Ecco perché in queste ore si sono attivati gli sherpa azzurri. Il tentativo è quello di trovare una sintesi con gli alleati naturali di Lega e Fratelli d'Italia per presentarsi uniti al tavolo della trattativa. Berlusconi preferirebbe un sistema elettorale proporzionale con alcune correzioni relative alla soglia di sbarramento (per evitare la proliferazione dei partitini) e al premio di maggioranza (per garantire la governabilità). Lega e Fratelli d'Italia, per ora, hanno detto che quello del sistema di voto è problema secondario: la priorità è ridare la parola agli elettori il più presto possibile. Tuttavia anche a Salvini e Meloni interessa eccome la legge elettorale e a quanto si apprende sono disponibili a trovare una posizione unitaria di tutto il centrodestra. Aperture in questo senso sono arrivate sia dal colonnello del Carroccio Roberto Maroni sia dalla leader di FdI, Giorgia Meloni.
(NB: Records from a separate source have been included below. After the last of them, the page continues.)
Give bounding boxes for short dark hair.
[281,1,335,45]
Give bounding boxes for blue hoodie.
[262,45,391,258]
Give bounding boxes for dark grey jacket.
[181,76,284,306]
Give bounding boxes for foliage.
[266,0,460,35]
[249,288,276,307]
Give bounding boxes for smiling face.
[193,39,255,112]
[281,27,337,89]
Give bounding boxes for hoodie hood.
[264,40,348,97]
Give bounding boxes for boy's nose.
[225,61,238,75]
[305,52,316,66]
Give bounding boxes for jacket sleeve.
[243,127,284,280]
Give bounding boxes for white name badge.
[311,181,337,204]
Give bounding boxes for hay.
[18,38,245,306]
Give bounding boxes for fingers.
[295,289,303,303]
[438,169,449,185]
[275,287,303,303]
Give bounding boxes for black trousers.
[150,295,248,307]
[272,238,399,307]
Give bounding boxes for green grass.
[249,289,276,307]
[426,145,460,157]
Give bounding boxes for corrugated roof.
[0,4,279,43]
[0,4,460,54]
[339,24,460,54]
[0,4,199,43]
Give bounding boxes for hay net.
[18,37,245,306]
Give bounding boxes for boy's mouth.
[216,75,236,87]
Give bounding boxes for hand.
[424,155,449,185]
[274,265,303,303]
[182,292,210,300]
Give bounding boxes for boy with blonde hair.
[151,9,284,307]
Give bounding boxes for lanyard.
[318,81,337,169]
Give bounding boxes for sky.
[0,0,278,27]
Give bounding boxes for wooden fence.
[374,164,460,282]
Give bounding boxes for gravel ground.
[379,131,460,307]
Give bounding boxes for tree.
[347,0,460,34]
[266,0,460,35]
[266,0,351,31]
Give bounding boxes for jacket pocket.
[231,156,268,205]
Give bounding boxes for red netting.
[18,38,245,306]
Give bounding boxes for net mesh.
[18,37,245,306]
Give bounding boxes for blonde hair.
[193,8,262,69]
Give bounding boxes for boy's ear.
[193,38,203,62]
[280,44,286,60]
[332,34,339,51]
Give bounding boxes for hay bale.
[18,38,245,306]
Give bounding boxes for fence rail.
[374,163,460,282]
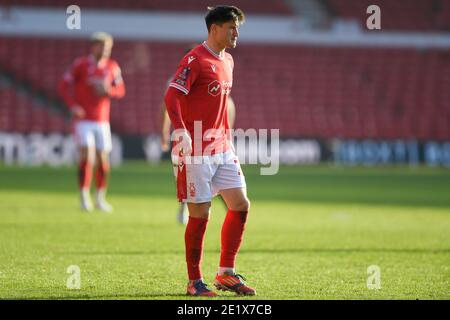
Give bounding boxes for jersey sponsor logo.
[208,80,221,97]
[175,79,186,87]
[189,182,196,197]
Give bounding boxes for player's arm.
[164,54,200,154]
[58,60,85,118]
[105,64,126,99]
[227,96,236,129]
[164,87,192,154]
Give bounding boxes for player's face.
[217,21,239,48]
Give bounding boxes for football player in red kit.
[59,32,125,212]
[165,6,256,297]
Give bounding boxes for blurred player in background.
[165,6,256,297]
[58,32,125,212]
[160,45,236,224]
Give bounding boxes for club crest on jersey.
[208,80,222,97]
[178,68,191,80]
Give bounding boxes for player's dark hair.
[205,6,245,32]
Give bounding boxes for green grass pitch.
[0,162,450,299]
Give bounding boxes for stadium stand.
[8,0,292,15]
[0,37,450,139]
[326,0,450,31]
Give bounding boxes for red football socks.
[220,210,248,268]
[78,160,92,189]
[95,163,109,190]
[184,217,208,280]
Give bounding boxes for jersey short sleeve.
[169,54,200,94]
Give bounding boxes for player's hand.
[70,105,86,119]
[174,130,192,155]
[161,134,170,152]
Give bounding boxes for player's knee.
[233,198,250,212]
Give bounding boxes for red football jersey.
[170,42,234,155]
[59,55,125,122]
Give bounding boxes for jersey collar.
[202,41,225,60]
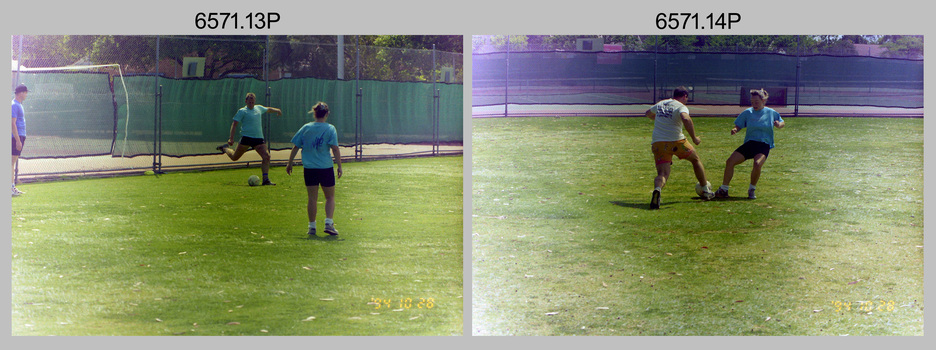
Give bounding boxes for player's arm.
[331,146,342,179]
[679,112,702,145]
[286,146,299,175]
[267,107,283,116]
[13,118,23,151]
[228,120,237,146]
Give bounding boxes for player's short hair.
[751,89,770,101]
[309,102,328,118]
[673,86,689,98]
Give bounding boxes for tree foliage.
[13,35,463,81]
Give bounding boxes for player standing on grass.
[286,102,342,237]
[10,84,29,197]
[218,92,283,186]
[646,86,715,209]
[715,89,786,199]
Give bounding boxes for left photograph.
[9,35,464,336]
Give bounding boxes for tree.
[878,35,923,58]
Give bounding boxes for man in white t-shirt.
[646,86,715,209]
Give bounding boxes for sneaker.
[650,190,660,209]
[325,224,338,236]
[715,187,728,198]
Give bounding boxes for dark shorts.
[240,136,266,147]
[302,168,335,187]
[10,136,26,157]
[735,141,770,159]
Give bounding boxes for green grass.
[471,118,924,335]
[12,157,463,335]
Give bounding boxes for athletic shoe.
[325,224,338,236]
[650,190,660,209]
[715,187,728,198]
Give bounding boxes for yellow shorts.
[650,139,695,164]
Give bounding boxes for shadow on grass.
[301,235,344,242]
[610,197,752,210]
[609,201,682,210]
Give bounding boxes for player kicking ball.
[646,86,715,209]
[218,92,283,186]
[715,89,786,199]
[286,102,342,238]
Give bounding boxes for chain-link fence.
[11,35,464,180]
[472,36,923,115]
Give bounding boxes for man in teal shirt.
[715,89,786,199]
[218,92,283,185]
[286,102,342,237]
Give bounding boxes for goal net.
[13,64,131,159]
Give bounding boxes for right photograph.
[470,33,924,336]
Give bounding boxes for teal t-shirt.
[292,122,338,169]
[234,105,267,139]
[735,107,783,148]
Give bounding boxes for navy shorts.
[302,168,335,187]
[10,136,26,157]
[240,136,266,147]
[735,141,770,159]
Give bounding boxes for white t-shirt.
[650,99,689,143]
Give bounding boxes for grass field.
[11,156,463,335]
[471,117,924,336]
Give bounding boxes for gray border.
[0,0,936,349]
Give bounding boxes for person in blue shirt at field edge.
[286,102,342,238]
[10,84,29,197]
[715,89,786,199]
[218,92,283,186]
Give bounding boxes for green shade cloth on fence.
[21,73,463,158]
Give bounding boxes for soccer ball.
[696,181,715,199]
[247,175,260,186]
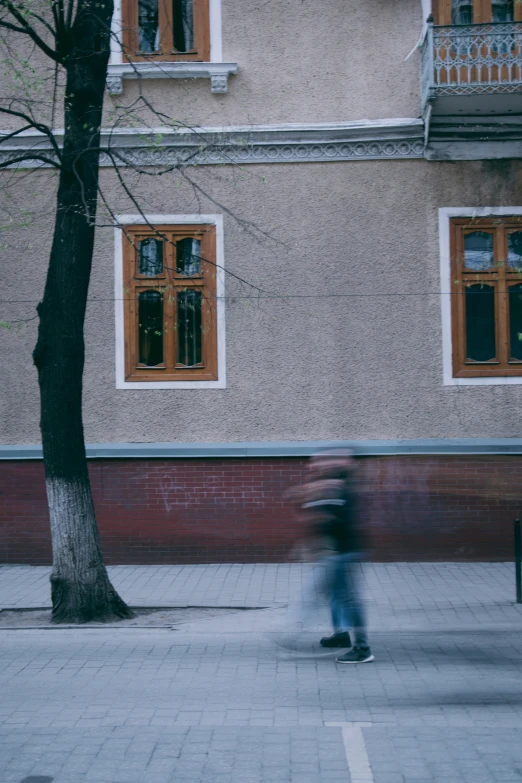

Ragionare in termini di contenuti adesso, tuttavia, è prematuro. Prima si vuole capire come si dipanerà il nodo della crisi di governo. Non sarà la stessa cosa se a palazzo Chigi ci sarà un Renzi bis o, come si vocifera, un governo Gentiloni.
Anche se il nome fosse quello dell'attuale ministro degli Esteri, la posizione di Berlusconi non muta: nessun appoggio al governo perché il centrosinistra ha la maggioranza in Parlamento e spetta al Pd e al suo segretario risolvere il pasticcio creato da Renzi. Su questo punto ha rassicurato gli alleati che avevano più volte minacciato la rottura dell'alleanza qualora il leader di Forza Italia avesse tentennato.
L'apertura di un tavolo con gli alleati per arrivare ad una proposta comune sul post Italicum risponde proprio a questa esigenza: fare in modo di preservare l'alleanza di centrodestra nel rispetto delle reciproche diversità. Sullo sfondo, ma mica poi tanto, la questione delle primarie. Per il Cavaliere, però, l'argomento resta secondario.
Troppa carne al fuoco: prima c'è da capire come si esce dalla crisi di governo, poi c'è da riscrivere una legge elettorale. Naturalmente tenendo un occhio rivolto a Strasburgo e a quello che potrebbero decidere gli eurogiudici. I quali, però, aspettano il parere del governo italiano. Sì ma quale? Tutto si lega.